Construction projects are technical in nature and are often hugely complex. The contract needs to reflect this complexity and will involve some negotiation even where a standard form contract is to be used.

Contractors are reluctant to commit resources to a project in the absence of a formal agreement guaranteeing payment and clients need to get their projects moving. Letters of Intent are often used as a device to try and meet these requirements. Reality bites when these end up being the only paper work for the project and the parties fall out.

The Courts have consistently cautioned against starting work on a construction contract without having a contract in place. When presented with a Letter of Intent one of the first things they will consider is whether it is legally binding. As a general rule, agreements to negotiate or agree further items are unenforceable. If it is expressed as non-binding this will generally be upheld by the courts. However, a mere statement that it is binding and enforceable does not automatically make it so.

To be enforceable, it must include objective criteria by reference to which agreement would be reached on outstanding matters. An illustrative case is the High Court decision in Dhanani v Crasnianski [2011]2 All E.R.799 which involved the setting-up of a private equity fund. Key terms were agreed in a term sheet and at the same time a Letter of Intent was signed. The parties created a timetable for agreeing the remaining terms covering the exact structure, form and location of the entities forming the fund. However the Letter provided that each party had further work to do in finalising those terms. The court held that while there was some certainty, sufficient matters remained to be agreed so that the Letter of Intent coupled with the term sheet were considered to be an agreement to agree and therefore unenforceable.

Letters of Intent can in some cases form contracts. In Diamond Build Ltd v Clapham Park Homes [2008] EWHC1439 (TCC) the court held that the inclusion of key terms in the Letter including commencement and completion dates, a requirement to proceed regularly and diligently, the overall contract sum and an undertaking to pay reasonable costs in the interim, created sufficient certainty to give rise to a simple contractual arrangement. Even though the Letter set out the intention to enter into a specific JCT contract, there was no stipulation in the Letter that a contract would only come into existence if a formal contract was concluded, so a contract on the terms of the Letter was deemed to exist.
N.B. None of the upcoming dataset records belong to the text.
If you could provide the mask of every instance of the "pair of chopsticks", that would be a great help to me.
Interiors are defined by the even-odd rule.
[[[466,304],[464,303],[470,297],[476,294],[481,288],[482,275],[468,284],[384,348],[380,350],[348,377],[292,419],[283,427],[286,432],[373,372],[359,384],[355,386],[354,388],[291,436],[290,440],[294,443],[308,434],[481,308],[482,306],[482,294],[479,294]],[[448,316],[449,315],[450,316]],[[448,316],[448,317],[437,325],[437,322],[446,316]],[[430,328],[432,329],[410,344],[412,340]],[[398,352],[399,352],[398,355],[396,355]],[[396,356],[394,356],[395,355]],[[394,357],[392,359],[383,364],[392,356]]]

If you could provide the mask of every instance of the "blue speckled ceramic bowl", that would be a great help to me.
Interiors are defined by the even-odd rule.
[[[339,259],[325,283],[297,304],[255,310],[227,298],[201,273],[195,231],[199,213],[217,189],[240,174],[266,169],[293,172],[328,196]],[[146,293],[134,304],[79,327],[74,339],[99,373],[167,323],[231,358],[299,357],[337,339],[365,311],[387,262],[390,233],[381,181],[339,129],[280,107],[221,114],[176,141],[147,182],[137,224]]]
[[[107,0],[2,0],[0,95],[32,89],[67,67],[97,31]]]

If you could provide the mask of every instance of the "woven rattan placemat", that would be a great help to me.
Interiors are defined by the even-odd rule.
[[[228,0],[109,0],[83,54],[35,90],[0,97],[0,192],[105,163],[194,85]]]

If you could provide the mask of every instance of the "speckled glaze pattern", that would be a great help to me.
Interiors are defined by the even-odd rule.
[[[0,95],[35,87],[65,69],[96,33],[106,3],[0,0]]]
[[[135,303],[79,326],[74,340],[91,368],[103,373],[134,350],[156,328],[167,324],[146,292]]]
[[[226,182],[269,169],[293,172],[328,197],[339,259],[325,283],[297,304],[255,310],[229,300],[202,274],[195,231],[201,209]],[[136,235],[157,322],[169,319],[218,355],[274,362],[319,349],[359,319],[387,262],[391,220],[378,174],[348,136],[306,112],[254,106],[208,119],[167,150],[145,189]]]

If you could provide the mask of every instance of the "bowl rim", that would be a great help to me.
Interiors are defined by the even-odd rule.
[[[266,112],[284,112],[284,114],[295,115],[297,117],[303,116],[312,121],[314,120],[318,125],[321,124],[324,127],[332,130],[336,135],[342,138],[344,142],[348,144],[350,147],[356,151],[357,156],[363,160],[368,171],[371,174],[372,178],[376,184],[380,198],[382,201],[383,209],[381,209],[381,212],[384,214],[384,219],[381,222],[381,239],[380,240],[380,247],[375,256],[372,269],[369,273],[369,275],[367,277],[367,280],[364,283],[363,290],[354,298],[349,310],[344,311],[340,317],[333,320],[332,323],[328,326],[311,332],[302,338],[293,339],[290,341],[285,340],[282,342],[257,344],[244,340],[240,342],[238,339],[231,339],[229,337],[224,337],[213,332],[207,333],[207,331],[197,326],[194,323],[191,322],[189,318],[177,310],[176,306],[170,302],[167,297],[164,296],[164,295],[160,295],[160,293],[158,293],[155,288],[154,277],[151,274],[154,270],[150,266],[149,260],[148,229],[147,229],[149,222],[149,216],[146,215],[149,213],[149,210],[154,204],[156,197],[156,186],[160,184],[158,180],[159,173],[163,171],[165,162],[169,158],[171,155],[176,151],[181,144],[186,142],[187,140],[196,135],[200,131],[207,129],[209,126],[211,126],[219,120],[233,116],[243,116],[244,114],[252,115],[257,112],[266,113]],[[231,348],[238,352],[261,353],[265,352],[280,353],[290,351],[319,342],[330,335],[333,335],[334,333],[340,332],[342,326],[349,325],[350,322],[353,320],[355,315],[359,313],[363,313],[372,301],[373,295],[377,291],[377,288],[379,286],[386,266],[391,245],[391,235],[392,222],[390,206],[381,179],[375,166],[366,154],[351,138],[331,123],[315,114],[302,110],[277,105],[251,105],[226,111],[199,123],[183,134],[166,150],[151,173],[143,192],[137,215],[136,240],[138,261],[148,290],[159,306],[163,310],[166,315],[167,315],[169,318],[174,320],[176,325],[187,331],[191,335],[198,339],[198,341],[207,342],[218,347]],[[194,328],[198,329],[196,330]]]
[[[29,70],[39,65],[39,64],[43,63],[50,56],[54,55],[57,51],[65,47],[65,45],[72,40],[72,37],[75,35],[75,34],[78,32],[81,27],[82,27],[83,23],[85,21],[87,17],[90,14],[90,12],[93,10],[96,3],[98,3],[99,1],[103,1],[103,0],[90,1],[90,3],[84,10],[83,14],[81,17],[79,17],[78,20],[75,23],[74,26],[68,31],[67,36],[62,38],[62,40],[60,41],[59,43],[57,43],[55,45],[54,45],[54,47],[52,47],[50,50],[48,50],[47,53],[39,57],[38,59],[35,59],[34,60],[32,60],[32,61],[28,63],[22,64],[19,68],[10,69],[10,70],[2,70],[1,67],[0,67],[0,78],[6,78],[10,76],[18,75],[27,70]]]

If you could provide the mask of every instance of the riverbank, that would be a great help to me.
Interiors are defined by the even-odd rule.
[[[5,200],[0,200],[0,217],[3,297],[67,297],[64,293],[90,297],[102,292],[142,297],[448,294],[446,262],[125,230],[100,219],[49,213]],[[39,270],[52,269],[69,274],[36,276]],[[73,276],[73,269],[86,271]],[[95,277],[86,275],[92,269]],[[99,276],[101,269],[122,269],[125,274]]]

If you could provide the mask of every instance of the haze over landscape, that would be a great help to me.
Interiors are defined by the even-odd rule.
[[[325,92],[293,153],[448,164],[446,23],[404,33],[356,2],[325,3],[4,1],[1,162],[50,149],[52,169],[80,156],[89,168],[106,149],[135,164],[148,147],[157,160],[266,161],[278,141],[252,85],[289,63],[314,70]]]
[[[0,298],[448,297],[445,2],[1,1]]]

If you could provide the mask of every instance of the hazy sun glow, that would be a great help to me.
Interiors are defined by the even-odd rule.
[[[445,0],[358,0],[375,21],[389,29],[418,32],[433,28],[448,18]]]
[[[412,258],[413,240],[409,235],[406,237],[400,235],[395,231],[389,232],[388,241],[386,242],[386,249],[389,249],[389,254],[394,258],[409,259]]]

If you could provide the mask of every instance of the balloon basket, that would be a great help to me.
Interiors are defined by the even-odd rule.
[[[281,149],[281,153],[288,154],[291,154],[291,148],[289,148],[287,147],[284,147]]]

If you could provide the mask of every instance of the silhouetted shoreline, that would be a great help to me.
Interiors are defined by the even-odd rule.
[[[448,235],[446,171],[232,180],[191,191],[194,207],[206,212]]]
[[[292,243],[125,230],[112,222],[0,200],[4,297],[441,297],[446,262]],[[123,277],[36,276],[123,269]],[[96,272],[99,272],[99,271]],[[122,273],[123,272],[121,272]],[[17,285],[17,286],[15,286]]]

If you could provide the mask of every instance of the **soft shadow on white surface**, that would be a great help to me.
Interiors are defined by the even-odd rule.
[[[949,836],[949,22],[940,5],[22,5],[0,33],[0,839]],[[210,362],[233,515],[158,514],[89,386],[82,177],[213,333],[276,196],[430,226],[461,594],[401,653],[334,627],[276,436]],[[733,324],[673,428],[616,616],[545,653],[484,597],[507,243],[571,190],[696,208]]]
Letters of Intent often provide a financial or time limit to limit the client’s exposure and provide some financial comfort for the contractor. Where a financial cap is stated in a Letter of Intent, this will normally be upheld by the court. In Mowlem plc v Stena Line Ports Limited [2004] EWHC 2206 (TCC), the contractor`s entitlement to payment for works carried out was held to be subject to the limit stated in the Letter of £10 million. The court held that no term would be implied that the contractor was to be paid a reasonable amount for work carried out beyond the expiry date of the Letter. Similarly, in Diamond Build, the contractor unsuccessfully argued that a £250,000 cap in the Letter of Intent was not enforceable.

Clients will often seek the advice of their consultants on risk and how best to get a construction project moving. The High Court has recently considered two contrasting cases where consultants have advised in connection with Letters of Intent. In Cunningham and Good v Collett & Farmer [2006] EWHC 1771 TCC, the claimants sued their architects for breach of contract where a Letter of Intent had been entered into but ultimately no formal building contract was executed. The court held that the architect was not negligent in advising on commencement of work under the Letter of Intent. It said that a letter of intent can be appropriate where the key terms and conditions are stated in the letter and in this case it met the client’s requirements to get started with the works ahead of contract finalisation. The court also found that the client had entered into the Letter of Intent on the basis of its own analysis of the risks and had been responsible for the delays which ultimately resulted in the contract not being entered into.

However, in The Trustees of Ampleforth Abbey Trust Turner & Townsend Project Management Limited (2012) EWHC 2137 (TCC) the project manager for the Trust was held to have failed to exert sufficient pressure on the contractor to execute the building contract. The Letters of Intent in that case proved to be less favourable than the intended formal contract in particular as they did not contain liquidated damages provisions whereas the intended contract did. The consultant had failed to exercise reasonable skill and care in ensuring the execution of a formal building contract and had not fully advised the client of the potential implications and risks of proceeding under the Letters of Intent.

Conclusion

Letters of Intent if well drafted can be useful if the risks are assessed and explained to clients on a project specific basis. Every effort should however be made towards finalising and entering into the contract as soon as possible to minimise misunderstandings and disputes.